After some nice scenes of young Leo and his father, the story flashes forward to Leo at age seventeen. Leo has become a champion wrestler and has followed his father’s advice devoting himself to becoming a wrestling champion and all the demanding physical requirements of the sport. But there is something hollow in Leo that is softly displayed through his mother’s listless existence at home and the introspective manner in which Leo carries himself.

This is a good story that is told well here, however, the lead actor, Danny Mousetis, who plays Leo at age seventeen delivers a Sofia Coppola-type ala “The Godfather Part III” performance that is damaging. My comment is clichéd, I know, but Danny Mousetis only looks the part; his mumbling is not convincing. Still, I certainly admired his physical stature and the workout footage shot in what is referred to as “the barn” or “the farm” is terrific, even powerful.
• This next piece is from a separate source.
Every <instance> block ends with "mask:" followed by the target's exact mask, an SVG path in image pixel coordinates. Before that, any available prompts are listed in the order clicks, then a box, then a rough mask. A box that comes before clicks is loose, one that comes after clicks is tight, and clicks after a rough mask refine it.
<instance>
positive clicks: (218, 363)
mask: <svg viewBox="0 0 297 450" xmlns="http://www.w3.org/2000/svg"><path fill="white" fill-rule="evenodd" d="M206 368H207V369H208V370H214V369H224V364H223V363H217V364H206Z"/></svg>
If someone would have just told him to articulate a bit more clearly, just kick it up a notch without being over the top.

People will say that I’m being too hard on Mr. Mousetis and, in life, tough guys mumble. I’m sure, however, that Danny Mousetis was cast in the lead because of his physical prowess and not because of his acting ability. But it doesn’t have to be that way and it doesn’t always work out. Hell, some guy named Tobey Maguire is playing “Spiderman,” and we will have to wait and see whether he can pull it off.
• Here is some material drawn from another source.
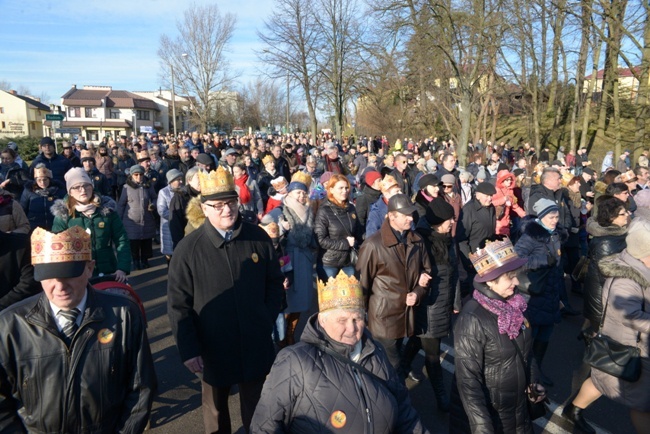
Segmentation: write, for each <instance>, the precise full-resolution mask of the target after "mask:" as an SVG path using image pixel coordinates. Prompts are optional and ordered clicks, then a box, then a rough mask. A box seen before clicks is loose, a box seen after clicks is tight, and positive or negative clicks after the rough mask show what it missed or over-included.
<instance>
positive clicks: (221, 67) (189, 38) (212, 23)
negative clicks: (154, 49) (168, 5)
mask: <svg viewBox="0 0 650 434" xmlns="http://www.w3.org/2000/svg"><path fill="white" fill-rule="evenodd" d="M235 22H236V17H235V16H234V15H233V14H230V13H228V14H224V15H222V14H221V13H220V11H219V8H218V6H217V5H216V4H210V5H204V6H199V5H192V6H190V7H189V8H188V9H187V10H186V11H185V12H184V14H183V18H182V19H180V20H179V21H178V22H177V23H176V28H177V30H178V36H177V37H176V38H175V39H172V38H171V37H170V36H168V35H165V34H164V35H162V36H161V37H160V46H159V49H158V57H159V58H160V64H161V70H162V73H163V80H164V81H165V82H166V83H171V68H173V71H174V74H175V79H176V83H175V84H176V85H177V86H178V87H179V88H180V89H181V91H182V92H183V93H184V94H185V95H190V96H193V97H194V107H193V112H194V113H195V114H196V116H197V118H198V119H197V120H198V121H199V123H200V125H201V126H202V127H203V129H204V130H207V128H208V125H209V124H210V122H212V121H213V120H214V115H215V110H216V108H215V104H216V102H217V101H218V100H219V99H220V98H221V96H220V94H221V91H224V90H226V89H227V88H228V86H229V85H230V84H231V83H232V77H231V76H230V74H229V69H228V68H227V63H226V57H225V51H226V49H227V47H228V44H229V42H230V39H231V37H232V34H233V30H234V28H235ZM167 74H169V75H167Z"/></svg>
On the whole, good performances do populate “Reversal.” James Petulla is solid as Ed. Kelly Vint as Leo’s girl, Shaw, manages to make her relationship with Leo look believable. And Justin Spates delivers a star-making performance as fellow wrestling champ and rival Thurman Ellis, Jr.

I especially liked the subplot involving Thurman Ellis, Jr., and his bully father, Thurman Ellis, Sr. (played by Guido “Cougar” Foehrweisser). In a particularly effective scene, Thurman, Jr., fails to make weight for a competition and cannot wrestle. His enraged father abuses the boy provoking him into a spontaneous wrestling match between father and son. As the competition progresses inside the gym, the senior Thurman and the junior Thurman roll around violently outside in front of the school out of the view of those inside. There is no referee to call the match. It’s a quiet moment, one that will never be forgotten. These things really happen; its all part of growing up.

“Reversal” reminded me of a very well made but flawed film I saw earlier this year called “O.” Without insulting Mr. Shakespeare, “Reversal” is actually a better film because it tells a story that does not rely on the ridiculous and bloody violent to conclude. Yes, the lead is not a strong actor, but he is surrounded by a good supporting cast and a story that needs to be told more and often.